Every day, academic directors are expected to be able to articulate ideas and problems. They need to listen to and understand others in meetings. It is also important that they write clearly and communicate well.

Similar jobs with educational opportunities in Illinois include:

  • Advertising Manager. Plan and direct advertising policies and programs or produce collateral materials, such as posters, contests, or give-aways, to create extra interest in the purchase of a product or service for a department, an entire organization, or on an account basis.
  • Chief Executive Officer. Determine and formulate policies and provide the overall direction of companies or private and public sector organizations within the guidelines set up by a board of directors or similar governing body. Plan, direct, or coordinate operational activities at the highest level of management with the help of subordinate executives and staff managers.
  • Early Childhood Development Manager. Plan, direct, or coordinate the academic and nonacademic activities of preschool and child care centers or programs.
  • Educational Program Director. Plan, direct, or coordinate the academic, clerical, or auxiliary activities of public or private elementary or secondary level schools.
  • Food Service Manager. Plan, direct, or coordinate activities of an organization or department that serves food and beverages.
  • Healthcare Manager. Plan, direct, or coordinate medicine and health services in hospitals, clinics, managed care organizations, public health agencies, or similar organizations.
  • Human Relations Manager. Plan, direct, and coordinate human resource management activities of an organization to maximize the strategic use of human resources and maintain functions such as employee compensation, recruitment, and regulatory compliance.
  • Training Development Director. Plan, direct, or coordinate the training and development activities and staff of an organization.

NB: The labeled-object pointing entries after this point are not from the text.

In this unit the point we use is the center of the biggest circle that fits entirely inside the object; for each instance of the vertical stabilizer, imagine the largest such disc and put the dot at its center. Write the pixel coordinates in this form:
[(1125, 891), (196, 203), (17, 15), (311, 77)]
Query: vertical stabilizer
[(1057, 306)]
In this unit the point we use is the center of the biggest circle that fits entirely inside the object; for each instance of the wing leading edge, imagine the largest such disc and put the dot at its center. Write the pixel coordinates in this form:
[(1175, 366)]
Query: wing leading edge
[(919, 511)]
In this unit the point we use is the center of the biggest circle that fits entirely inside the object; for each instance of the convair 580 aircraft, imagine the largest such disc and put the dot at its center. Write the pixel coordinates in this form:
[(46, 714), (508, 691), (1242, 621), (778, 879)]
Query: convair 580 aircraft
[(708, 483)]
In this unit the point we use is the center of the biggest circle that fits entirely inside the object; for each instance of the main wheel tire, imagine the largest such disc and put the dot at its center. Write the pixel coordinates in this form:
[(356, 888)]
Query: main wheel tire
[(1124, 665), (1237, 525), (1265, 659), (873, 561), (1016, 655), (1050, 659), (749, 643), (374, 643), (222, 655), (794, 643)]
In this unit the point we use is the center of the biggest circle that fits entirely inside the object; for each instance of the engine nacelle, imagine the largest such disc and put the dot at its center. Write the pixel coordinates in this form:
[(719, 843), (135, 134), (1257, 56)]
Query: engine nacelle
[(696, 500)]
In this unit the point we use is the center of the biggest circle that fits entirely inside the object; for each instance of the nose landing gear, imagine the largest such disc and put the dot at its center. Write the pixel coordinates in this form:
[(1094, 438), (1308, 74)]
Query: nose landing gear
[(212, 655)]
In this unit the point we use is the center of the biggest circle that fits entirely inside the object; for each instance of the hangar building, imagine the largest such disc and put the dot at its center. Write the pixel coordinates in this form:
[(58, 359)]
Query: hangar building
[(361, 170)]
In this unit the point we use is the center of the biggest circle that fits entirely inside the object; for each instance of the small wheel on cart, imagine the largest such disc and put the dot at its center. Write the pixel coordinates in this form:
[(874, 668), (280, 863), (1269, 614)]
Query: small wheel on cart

LOCATION INFORMATION: Illinois

Illinois
Illinois photo by Hary Han

Illinois has a population of 12,910,409, which has grown by 3.95% in the last 10 years. Nicknamed the "Land of Lincoln," its capital is Springfield, though its largest city is Chicago. In 2008, there were a total of 7,657,328 jobs in Illinois. The average annual income was $42,540 in 2008, up from $41,720 in 2007. The unemployment rate in Illinois was 10.1% in 2009, which has grown by 3.7% since the previous year. Roughly 26.1% of Illinois residents have college degrees, which is higher than the national average.

The top industries in Illinois include construction machinery merchant wholesalers, beer, wine, and distilled alcoholic beverage merchant wholesalers, and nonchocolate confectionery manufacturing. Notable tourist attractions include the Chicago Peregrine Release, the Dusable Museum of African American History, and the Chinatown Museum Foundation.